Using tree ring width measurements from the Russian Altai mountains and the European Alps, the authors show the temperatures during the era were markedly cooler compared to the rest of the past 2000 years.

It coincides with massive societal struggles and changes across the two continents including the Justinian plague, which hit the Eastern Roman Empire around 541CE, the collapse of the Sasanian Empire, political change in China, the spread of Slavic-speaking people and the development of the early Arab-Islamic Empire.

The authors attribute the mini ice age to a series of large eruptions and suggest the sudden cooling should be considered an environmental factor which added to crop failure and societal change.

The Justinian Plague is thought to have been responsible for as many as 25 million deaths during its initial outbreak. It is thought to have been carried into Constantinople by infected rats on grain boats arriving from Egypt.

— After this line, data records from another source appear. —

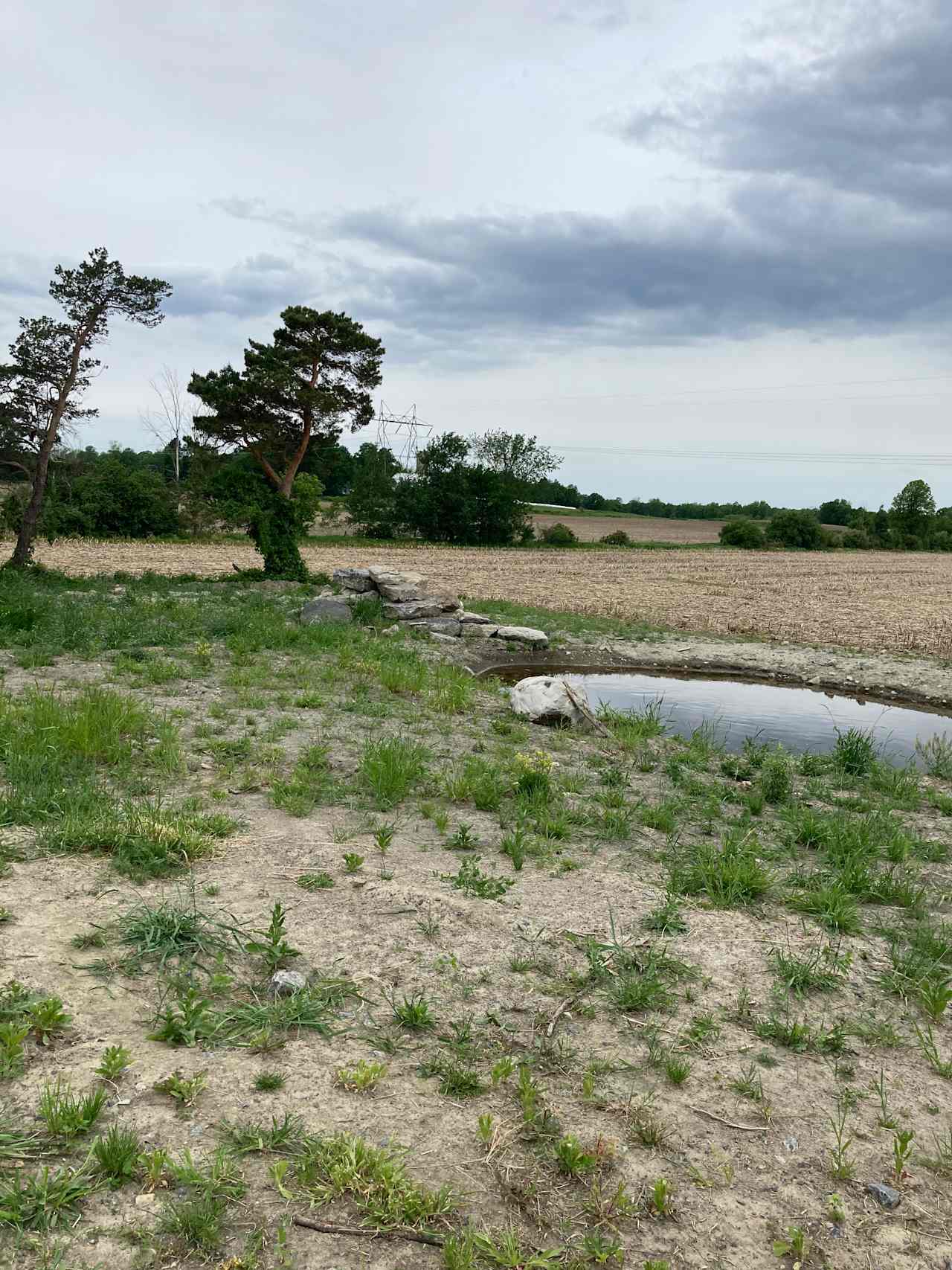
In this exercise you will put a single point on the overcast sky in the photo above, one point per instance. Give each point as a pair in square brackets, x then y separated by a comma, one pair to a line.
[623, 225]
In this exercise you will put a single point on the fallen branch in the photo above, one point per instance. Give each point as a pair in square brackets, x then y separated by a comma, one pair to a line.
[585, 711]
[747, 1128]
[368, 1232]
[559, 1013]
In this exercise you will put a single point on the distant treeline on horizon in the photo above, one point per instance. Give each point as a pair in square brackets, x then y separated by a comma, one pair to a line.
[334, 465]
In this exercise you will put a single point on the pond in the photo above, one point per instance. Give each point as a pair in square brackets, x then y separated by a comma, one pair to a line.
[799, 719]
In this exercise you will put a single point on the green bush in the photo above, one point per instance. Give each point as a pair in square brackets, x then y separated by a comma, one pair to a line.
[796, 530]
[559, 536]
[742, 533]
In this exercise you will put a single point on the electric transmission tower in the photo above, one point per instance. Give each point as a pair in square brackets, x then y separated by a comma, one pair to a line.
[400, 433]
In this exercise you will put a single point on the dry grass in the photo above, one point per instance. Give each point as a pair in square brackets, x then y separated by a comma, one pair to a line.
[857, 600]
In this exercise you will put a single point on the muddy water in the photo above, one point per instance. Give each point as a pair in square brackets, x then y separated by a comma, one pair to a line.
[799, 719]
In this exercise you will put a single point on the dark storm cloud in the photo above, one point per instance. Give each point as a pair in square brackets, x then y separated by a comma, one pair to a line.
[872, 117]
[260, 285]
[833, 173]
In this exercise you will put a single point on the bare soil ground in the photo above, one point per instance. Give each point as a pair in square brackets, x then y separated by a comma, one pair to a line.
[862, 600]
[583, 1045]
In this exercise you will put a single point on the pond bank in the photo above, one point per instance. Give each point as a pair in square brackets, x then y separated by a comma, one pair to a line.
[891, 679]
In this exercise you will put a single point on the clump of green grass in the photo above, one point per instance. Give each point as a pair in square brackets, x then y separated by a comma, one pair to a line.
[472, 880]
[116, 1155]
[362, 1077]
[46, 1200]
[70, 1115]
[57, 754]
[173, 932]
[375, 1178]
[143, 840]
[315, 882]
[183, 1088]
[855, 752]
[311, 783]
[823, 969]
[730, 874]
[391, 767]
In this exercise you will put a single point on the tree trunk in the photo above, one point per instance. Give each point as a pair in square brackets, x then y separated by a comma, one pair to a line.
[23, 551]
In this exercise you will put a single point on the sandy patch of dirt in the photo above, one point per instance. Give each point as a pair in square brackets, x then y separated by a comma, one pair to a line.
[871, 601]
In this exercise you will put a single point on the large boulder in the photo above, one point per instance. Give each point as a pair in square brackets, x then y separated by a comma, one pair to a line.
[420, 610]
[546, 699]
[327, 610]
[524, 635]
[355, 580]
[398, 586]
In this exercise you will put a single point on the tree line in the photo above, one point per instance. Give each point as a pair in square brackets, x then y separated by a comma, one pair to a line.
[912, 524]
[264, 447]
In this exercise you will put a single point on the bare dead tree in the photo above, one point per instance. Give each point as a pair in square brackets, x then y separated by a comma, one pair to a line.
[173, 418]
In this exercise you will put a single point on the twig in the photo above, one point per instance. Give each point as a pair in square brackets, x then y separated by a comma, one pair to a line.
[585, 711]
[747, 1128]
[559, 1013]
[368, 1234]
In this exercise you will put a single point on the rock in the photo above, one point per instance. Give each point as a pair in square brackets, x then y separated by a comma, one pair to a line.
[286, 984]
[524, 635]
[327, 610]
[884, 1196]
[420, 610]
[542, 699]
[355, 580]
[441, 626]
[398, 586]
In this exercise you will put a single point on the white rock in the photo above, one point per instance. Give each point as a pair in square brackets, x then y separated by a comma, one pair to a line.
[472, 630]
[544, 699]
[422, 610]
[398, 586]
[286, 984]
[524, 635]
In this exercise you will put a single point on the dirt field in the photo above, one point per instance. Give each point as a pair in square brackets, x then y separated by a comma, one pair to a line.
[640, 528]
[874, 601]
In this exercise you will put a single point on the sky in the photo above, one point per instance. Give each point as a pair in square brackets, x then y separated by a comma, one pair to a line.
[704, 251]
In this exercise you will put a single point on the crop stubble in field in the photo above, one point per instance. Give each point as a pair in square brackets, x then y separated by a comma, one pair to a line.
[860, 598]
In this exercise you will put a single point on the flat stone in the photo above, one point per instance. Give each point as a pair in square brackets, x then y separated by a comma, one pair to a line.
[442, 628]
[420, 610]
[470, 630]
[355, 580]
[399, 586]
[524, 635]
[327, 610]
[286, 984]
[884, 1196]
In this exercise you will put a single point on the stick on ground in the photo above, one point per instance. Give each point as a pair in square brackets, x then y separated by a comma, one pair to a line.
[368, 1232]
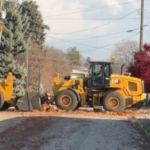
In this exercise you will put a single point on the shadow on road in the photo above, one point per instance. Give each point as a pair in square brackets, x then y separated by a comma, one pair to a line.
[47, 132]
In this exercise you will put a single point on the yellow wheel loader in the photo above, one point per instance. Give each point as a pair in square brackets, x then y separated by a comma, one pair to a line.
[6, 92]
[100, 89]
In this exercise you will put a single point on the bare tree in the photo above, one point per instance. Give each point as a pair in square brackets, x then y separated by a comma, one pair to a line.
[124, 53]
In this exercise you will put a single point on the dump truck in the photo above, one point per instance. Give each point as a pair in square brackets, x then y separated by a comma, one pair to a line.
[102, 88]
[6, 92]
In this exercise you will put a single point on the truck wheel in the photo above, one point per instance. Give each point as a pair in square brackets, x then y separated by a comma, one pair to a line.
[66, 100]
[114, 101]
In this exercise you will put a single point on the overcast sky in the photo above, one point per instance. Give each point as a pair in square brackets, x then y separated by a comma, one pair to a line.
[93, 26]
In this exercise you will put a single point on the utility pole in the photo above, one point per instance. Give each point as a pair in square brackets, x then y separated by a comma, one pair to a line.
[141, 26]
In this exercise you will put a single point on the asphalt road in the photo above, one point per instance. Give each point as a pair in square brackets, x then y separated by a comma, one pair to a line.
[71, 133]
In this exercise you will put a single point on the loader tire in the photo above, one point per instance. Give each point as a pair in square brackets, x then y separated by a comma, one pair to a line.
[1, 101]
[66, 100]
[114, 101]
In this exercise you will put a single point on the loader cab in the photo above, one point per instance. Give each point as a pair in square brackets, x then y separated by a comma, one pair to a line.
[99, 75]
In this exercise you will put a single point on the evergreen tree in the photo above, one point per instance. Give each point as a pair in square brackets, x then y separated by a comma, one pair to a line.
[13, 43]
[36, 26]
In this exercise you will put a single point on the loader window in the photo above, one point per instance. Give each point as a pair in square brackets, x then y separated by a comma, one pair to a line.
[100, 75]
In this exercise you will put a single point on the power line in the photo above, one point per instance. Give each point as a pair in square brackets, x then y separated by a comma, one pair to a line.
[85, 45]
[118, 18]
[96, 27]
[86, 10]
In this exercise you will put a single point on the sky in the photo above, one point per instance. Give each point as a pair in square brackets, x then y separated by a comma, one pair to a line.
[93, 26]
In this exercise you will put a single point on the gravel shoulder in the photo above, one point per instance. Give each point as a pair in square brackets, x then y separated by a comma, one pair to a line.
[78, 130]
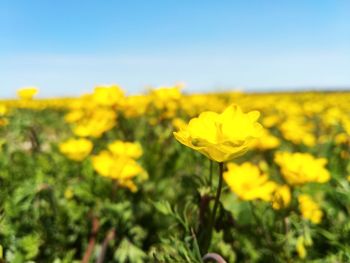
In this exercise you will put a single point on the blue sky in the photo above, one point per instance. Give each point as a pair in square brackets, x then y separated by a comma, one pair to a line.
[67, 47]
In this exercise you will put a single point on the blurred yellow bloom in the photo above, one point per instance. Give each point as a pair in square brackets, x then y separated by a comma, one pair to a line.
[342, 138]
[310, 209]
[3, 122]
[74, 116]
[118, 163]
[108, 95]
[179, 124]
[248, 183]
[76, 149]
[129, 149]
[300, 247]
[3, 110]
[267, 141]
[221, 137]
[301, 168]
[27, 93]
[96, 123]
[281, 197]
[296, 130]
[68, 193]
[116, 167]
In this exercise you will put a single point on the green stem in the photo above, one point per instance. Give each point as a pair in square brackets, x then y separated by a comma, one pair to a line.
[218, 194]
[210, 173]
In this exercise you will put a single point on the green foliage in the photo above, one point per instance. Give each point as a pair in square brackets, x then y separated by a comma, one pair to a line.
[52, 209]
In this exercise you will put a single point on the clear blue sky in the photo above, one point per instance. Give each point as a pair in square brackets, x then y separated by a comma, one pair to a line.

The plague followed widespread food shortages which was right after the mini ice age, the researchers have identified. They suggest it led to the reduction of the Roman Empire.

Meanwhile, shorter growing seasons and subsequent nutritional deficiencies in people and livestock "probably initiated large-scale pastoral movements towards China".

In an accompanying editorial, John Haldon, Professor of Byzantine History and Hellenic Studies at Princeton University, says the findings are as important for historians as it is for climate change scientists.

"No one, I think, can now doubt that climatic and environmental changes are causally linked to societal development, albeit in complex ways," he says.

"In the case of the Late Antique Little Ice Age, we seem to have a pretty clear a priori case for assuming that a dramatic period of cooling, that can be dated reasonably precisely and that coincided with substantial societal change across a large part of the Earth's surface, had a causal impact."

Prof Haldon says each region has its own environmental sub-systems based on geography and weather and have "dramatically different impacts" from area to area on societal arrangements.

Newshub.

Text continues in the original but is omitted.